Recognition of cryptic sites in human and mouse laminins by rat osteoclasts is mediated by β3 and β1 integrins

Abstract

Laminins may be encountered by osteoclasts and their precursors in basement membranes when they migrate from periosteal vasculature during skeletal development and in pathological situations. We have examined the recognition by osteoclasts of intact laminins and their proteolytic derivatives, and analysed the mechanism of adhesion. Rat osteoclasts fail to bind intact mouse Engelbreth-Holm-Swarm (EHS) laminin (3% adhesion relative to adhesion to foetal calf serum proteins) and bind only weakly to native human placental laminin (13%) or human merosin (9%). Pepsin treatment of native mouse EHS and human laminins increased osteoclast adhesion. Rat osteoclasts adhered to mouse EHS laminin-derived P1 fragment (70%), but failed to bind the E8 fragment, which contains adhesion sites recognised by some integrins. Binding to human and mouse P1 laminins was abolished by treatment with RGD-containing peptides and required divalent cations, but not by YIGSR peptide.

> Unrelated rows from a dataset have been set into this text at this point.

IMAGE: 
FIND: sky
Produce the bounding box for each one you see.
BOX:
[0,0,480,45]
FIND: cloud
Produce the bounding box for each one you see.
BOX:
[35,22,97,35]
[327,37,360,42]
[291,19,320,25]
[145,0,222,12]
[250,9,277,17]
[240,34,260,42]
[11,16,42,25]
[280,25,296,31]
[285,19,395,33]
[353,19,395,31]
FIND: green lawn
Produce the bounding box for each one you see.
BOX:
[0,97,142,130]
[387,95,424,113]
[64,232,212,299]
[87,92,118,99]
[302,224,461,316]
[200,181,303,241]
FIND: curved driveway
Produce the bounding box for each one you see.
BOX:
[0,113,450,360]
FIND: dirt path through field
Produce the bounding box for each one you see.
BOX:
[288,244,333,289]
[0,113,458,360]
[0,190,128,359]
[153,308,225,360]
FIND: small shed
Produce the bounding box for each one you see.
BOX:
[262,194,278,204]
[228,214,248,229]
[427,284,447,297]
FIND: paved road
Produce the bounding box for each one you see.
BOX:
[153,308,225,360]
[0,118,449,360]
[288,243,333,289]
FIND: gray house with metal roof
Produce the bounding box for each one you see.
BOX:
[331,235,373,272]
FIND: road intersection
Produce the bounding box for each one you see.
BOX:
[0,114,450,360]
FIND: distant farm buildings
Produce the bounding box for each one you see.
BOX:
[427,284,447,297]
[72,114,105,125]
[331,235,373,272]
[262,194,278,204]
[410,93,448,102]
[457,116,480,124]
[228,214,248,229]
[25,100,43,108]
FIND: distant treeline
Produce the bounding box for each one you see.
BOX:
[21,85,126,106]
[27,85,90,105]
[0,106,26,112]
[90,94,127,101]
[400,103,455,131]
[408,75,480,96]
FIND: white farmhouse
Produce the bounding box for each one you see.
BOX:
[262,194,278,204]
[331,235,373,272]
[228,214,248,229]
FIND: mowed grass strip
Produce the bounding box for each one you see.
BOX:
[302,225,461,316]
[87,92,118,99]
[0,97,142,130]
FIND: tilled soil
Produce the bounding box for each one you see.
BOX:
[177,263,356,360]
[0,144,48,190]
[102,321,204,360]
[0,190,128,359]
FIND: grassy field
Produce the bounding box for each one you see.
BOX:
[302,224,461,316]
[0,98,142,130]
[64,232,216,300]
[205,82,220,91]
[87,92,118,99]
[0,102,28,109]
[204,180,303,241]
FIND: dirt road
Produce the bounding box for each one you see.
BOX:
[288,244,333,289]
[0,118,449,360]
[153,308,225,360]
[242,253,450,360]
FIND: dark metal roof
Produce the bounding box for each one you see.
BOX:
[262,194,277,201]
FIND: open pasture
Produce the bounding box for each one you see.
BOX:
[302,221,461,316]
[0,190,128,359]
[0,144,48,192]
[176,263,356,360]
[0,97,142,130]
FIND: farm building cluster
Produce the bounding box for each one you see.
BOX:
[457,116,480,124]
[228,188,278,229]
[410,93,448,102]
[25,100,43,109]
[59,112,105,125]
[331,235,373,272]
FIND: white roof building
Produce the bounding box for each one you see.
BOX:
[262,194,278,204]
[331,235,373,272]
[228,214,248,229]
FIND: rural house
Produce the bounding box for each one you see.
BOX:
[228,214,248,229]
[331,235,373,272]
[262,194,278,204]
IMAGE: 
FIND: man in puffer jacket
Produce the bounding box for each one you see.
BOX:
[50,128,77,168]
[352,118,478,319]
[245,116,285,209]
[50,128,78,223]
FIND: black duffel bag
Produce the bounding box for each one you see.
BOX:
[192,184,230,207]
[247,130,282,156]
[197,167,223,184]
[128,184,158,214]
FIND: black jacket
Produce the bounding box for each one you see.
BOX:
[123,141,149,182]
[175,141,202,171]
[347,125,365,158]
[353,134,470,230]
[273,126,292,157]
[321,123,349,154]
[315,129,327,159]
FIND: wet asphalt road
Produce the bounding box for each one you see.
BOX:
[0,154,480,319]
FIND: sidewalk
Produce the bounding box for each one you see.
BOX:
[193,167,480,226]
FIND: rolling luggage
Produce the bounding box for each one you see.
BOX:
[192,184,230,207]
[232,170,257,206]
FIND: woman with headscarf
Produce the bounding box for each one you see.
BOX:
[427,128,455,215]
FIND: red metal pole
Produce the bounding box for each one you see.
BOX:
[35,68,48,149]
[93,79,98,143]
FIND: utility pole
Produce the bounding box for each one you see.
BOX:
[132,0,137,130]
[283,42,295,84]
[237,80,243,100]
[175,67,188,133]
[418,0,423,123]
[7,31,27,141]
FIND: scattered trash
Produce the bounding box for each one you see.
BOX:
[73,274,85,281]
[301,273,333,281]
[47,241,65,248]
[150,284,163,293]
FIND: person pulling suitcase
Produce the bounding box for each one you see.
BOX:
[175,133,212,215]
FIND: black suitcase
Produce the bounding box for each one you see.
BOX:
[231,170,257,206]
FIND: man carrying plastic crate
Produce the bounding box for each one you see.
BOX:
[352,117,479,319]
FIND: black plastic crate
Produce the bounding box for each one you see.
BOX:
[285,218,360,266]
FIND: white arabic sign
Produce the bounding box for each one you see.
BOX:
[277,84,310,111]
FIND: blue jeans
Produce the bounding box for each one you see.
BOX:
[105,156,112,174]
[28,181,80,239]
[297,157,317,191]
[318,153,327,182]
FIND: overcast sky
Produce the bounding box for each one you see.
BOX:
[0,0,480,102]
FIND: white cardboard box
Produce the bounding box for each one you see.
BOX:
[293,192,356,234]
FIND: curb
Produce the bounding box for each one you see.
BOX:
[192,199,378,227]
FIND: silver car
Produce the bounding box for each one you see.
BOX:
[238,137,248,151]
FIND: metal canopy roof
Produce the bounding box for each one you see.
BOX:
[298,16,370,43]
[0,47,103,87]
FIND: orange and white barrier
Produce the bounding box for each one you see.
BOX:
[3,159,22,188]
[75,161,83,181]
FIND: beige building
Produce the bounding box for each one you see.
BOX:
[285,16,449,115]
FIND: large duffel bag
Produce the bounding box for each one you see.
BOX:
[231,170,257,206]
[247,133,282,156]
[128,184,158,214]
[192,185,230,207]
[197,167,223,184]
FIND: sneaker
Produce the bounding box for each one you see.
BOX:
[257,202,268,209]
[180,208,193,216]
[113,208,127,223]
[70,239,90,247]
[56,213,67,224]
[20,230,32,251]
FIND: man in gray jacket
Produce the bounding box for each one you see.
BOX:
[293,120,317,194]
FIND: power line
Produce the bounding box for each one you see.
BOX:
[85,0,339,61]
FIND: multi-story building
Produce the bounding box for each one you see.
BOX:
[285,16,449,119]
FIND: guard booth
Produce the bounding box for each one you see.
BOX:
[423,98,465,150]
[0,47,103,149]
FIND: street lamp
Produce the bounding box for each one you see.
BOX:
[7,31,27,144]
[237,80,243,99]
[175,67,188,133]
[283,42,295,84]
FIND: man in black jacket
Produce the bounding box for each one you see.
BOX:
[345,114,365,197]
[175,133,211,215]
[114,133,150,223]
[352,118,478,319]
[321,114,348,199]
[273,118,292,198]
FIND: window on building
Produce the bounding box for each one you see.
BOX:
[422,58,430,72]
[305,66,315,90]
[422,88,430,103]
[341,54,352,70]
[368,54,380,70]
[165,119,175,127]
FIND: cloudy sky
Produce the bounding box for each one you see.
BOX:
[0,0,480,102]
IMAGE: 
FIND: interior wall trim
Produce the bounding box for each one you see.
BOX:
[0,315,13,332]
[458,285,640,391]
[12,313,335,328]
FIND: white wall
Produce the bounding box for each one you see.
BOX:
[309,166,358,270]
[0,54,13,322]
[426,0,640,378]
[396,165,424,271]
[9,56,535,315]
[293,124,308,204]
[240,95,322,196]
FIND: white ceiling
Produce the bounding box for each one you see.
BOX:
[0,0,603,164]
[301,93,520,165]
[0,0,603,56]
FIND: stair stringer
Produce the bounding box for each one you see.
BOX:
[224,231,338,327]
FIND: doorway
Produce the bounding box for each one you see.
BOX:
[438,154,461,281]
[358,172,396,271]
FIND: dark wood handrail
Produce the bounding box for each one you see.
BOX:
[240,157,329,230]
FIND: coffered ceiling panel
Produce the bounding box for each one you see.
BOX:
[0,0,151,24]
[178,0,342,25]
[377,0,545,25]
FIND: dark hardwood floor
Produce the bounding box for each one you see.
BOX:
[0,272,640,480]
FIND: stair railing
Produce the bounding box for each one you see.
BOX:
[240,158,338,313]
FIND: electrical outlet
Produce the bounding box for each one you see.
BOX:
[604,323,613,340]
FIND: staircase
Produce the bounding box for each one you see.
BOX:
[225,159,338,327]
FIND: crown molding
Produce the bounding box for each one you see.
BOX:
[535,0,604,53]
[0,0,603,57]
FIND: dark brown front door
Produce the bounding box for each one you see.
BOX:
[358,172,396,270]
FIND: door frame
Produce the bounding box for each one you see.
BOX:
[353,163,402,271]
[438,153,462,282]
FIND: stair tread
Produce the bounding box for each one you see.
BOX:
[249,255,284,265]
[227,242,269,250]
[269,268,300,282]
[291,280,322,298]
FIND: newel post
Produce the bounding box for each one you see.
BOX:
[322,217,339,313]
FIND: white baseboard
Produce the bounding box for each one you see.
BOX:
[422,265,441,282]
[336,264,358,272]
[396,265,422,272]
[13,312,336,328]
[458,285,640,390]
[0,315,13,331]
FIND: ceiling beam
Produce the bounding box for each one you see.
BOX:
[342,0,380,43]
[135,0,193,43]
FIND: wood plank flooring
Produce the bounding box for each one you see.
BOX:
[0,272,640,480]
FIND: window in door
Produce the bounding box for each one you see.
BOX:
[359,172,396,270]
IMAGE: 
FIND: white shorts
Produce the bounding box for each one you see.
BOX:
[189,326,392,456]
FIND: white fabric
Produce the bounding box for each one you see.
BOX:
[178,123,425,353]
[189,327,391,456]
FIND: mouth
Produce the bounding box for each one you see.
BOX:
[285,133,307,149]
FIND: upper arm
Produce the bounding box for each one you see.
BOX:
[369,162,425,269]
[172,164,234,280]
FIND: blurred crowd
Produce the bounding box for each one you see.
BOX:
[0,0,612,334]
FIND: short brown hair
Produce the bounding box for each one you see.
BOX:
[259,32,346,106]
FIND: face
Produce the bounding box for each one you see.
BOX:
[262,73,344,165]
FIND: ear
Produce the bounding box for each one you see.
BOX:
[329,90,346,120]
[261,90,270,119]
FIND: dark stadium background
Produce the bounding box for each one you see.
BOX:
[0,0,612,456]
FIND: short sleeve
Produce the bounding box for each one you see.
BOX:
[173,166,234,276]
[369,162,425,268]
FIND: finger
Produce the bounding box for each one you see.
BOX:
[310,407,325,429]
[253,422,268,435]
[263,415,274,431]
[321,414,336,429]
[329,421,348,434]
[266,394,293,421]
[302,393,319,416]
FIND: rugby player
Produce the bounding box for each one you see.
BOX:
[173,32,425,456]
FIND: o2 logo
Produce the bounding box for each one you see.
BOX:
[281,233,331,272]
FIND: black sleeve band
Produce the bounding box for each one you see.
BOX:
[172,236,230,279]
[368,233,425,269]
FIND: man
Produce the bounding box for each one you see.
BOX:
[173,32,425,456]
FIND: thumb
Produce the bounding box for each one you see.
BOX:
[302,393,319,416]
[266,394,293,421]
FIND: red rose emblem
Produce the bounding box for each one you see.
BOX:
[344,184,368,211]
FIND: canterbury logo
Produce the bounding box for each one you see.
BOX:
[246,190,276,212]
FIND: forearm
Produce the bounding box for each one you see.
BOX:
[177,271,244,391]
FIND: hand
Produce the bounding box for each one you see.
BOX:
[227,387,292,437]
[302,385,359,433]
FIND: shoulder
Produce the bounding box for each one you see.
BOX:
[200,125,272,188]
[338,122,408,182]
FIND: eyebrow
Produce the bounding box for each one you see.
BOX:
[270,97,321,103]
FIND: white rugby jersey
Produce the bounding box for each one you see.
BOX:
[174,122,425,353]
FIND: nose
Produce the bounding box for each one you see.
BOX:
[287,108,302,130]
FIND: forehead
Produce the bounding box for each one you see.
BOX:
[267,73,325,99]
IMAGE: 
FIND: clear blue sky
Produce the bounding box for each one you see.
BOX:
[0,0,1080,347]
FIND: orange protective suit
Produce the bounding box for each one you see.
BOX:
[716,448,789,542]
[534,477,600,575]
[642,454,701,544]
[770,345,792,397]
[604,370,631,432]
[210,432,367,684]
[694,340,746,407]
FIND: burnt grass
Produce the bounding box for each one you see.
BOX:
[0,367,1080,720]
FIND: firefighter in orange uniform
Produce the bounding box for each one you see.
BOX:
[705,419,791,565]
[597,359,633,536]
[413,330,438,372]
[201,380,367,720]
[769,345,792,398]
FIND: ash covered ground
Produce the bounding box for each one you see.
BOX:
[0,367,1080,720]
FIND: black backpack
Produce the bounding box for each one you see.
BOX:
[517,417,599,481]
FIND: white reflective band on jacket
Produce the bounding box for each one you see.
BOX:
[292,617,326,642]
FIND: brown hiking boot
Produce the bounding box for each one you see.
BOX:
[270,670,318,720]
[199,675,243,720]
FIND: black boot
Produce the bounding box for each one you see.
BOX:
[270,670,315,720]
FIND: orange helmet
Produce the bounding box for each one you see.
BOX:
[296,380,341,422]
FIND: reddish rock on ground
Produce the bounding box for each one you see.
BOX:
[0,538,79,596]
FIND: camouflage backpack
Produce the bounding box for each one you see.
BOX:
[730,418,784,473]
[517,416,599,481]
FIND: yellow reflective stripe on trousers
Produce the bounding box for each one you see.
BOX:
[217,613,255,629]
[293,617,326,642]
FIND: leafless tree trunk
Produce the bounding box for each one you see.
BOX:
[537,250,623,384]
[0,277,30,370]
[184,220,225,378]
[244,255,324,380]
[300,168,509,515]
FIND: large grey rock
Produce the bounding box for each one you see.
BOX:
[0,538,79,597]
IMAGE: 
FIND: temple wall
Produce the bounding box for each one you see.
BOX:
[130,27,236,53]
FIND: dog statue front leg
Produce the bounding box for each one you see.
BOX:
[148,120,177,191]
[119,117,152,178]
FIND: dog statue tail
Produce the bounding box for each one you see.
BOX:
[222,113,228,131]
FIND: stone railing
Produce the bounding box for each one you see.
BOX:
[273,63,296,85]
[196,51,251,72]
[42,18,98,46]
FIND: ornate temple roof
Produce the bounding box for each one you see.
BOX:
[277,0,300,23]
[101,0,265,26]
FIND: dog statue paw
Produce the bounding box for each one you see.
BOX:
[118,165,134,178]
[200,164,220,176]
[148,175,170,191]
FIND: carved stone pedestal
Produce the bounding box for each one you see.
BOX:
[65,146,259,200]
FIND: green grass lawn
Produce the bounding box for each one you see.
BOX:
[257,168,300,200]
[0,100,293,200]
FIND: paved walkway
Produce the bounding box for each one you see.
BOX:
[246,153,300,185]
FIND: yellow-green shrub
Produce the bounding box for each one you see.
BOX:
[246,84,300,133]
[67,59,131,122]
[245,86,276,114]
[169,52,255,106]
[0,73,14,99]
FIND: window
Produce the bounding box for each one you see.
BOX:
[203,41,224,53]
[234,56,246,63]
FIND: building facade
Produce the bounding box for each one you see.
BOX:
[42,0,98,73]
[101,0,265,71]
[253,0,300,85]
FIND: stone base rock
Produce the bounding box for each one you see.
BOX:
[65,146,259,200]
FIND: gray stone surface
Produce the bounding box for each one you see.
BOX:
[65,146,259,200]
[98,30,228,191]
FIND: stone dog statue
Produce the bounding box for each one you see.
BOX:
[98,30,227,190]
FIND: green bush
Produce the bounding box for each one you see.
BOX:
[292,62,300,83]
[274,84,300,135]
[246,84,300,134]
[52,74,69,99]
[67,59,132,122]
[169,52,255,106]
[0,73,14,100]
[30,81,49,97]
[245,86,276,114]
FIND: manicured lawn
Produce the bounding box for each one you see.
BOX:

Combinations of monoclonal antibodies to rat β3 and ∝v integrins reduced binding to P1 fragment by 91% and to human laminin by 72%, demonstrating that the major integrin involved in rat osteoclast adhesion to proteolysed laminin is ∝vβ3. Antiserum to β1 integrin inhibited adhesion to human laminin by 40%, but to P1 fragment by only 8%; this suggests that β1 integrin(s) contribute to osteoclast adhesion to human laminin but probably not to P1 fragment. The involvement of ∝vβ3 integrin was confirmed using a recombinant human ∝vβ3 solid phase binding assay. ∝vβ3 bound to mouse P1 fragment and proteolytically digested human laminin, but not intact lamming. Binding of the ∝vβ3 receptor to both laminins was significantly inhibited by RGD peptides and by monoclonal antibody 9C9 to human β3 integrin. In conclusion, our findings demonstrate that rat osteoclasts bind to laminin only when cryptic peptide sites become functional after exposure by proteolytic cleavage, and that both β3 and, to a lesser degree, β1 integrins are involved in this process.